Erica Chan, whose daughter will be attending fourth grade in the district, said she wants consistent live instruction, along with pre-recorded instructions on how to complete assignments, as her daughter benefited from this in the spring. Chan also hopes to have art or music integrated into the curriculum.
“Kids have different learning styles,” Chan said. “My daughter retains a lot of knowledge through music. When a math concept is put to song, she memorizes the song and can refer back to it when she is working on her math assignments.”
Screen time with teachers is important, Chan said, because her daughter is in a Mandarin Immersion program. The program is split evenly between English and Mandarin. In the spring, Zoom sessions in Mandarin were limited. Her daughter would submit videos, take part in group tutoring and complete assigned essays. Chan said doing that instruction even three times a week would be beneficial.
How will teachers, students connect?
Lori Jablonski, a government and geography teacher at C.K. McClatchy High School in Sacramento, said she is considering making individual phone calls with each of her approximately 160 students, as well as other ideas to connect with students. She says worrying about how best to serve students “makes it hard to sleep at night.”
Jablonski and a group of teachers submitted a list of issues they wanted the district to consider in ongoing conversations with the teachers’ union: internet access for students and teachers, online textbooks and a plan for how school supplies would be delivered to students who cannot pick them up.
“The teachers are eager to start planning. We want (online learning) to work much better than the way it worked in the springtime.
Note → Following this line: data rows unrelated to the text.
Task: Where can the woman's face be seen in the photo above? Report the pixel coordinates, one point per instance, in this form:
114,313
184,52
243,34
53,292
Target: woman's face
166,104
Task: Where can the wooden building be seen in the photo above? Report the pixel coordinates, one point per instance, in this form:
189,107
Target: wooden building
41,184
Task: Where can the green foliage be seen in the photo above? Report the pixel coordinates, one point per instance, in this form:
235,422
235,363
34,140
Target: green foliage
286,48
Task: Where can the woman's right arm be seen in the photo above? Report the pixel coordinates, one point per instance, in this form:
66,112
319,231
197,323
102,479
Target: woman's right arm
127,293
We really want this to serve our students in the meantime,” Jablonski said.
She also stressed the importance of connecting with students who never logged on when classes went online in the spring.
“We know there were hundreds who never got connected,” Jablonski said. “And now is the time to be figuring out why, who they are, where they are. We lost kids. And that’s another thing that keeps me up at night.”
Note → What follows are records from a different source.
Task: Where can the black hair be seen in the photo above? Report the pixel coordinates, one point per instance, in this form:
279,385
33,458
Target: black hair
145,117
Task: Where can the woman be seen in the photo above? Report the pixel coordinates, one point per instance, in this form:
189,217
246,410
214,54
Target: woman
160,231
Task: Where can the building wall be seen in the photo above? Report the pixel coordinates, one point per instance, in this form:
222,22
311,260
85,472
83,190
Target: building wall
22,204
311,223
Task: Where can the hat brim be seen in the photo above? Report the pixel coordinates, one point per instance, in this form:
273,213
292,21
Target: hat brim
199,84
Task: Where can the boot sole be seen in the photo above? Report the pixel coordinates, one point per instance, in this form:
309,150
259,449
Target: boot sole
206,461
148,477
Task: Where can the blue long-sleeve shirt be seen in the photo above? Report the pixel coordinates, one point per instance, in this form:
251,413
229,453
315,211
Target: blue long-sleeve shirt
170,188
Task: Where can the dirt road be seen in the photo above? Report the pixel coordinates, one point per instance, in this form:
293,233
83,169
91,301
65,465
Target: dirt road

Other school districts, including Twin Rivers Unified, know that in order for distance learning to be successful this year, internet connectivity must be a key priority.
Twin Rivers Unified has two electric buses outfitted with Wi-Fi that will help students within an 84-foot radius have better internet access. The district also secured a contract with Verizon that provides Wi-Fi for families at $10 per month for a three-month commitment.
“That is half the cost of what everyone else is offering,” said Twin Rivers Unified Chief Business Officer Kristen Coates. “Our board has really supported the innovation.”
Coates said the district is working on creative ways to help students widen their access to curriculum. Students will also have access to special math curriculum and videos to help mitigate any learning loss they experience.
“Twin Rivers has been very proactive years before COVID-19,” Coates said. “We were able to pivot really quickly with technology. But I would be remiss to say that it was easy. All districts had difficulty securing Wi-Fi hotspots or Chromebooks, even when we had large inventory.”
Twin Rivers Unified distributed more than 17,000 Chromebooks and nearly 2,000 hotspots.
Students can put in a request, and drop off damaged items in exchange for new ones at Grant Union High School and Highlands High School Monday through Friday between 9:30 a.m. and 4 p.m.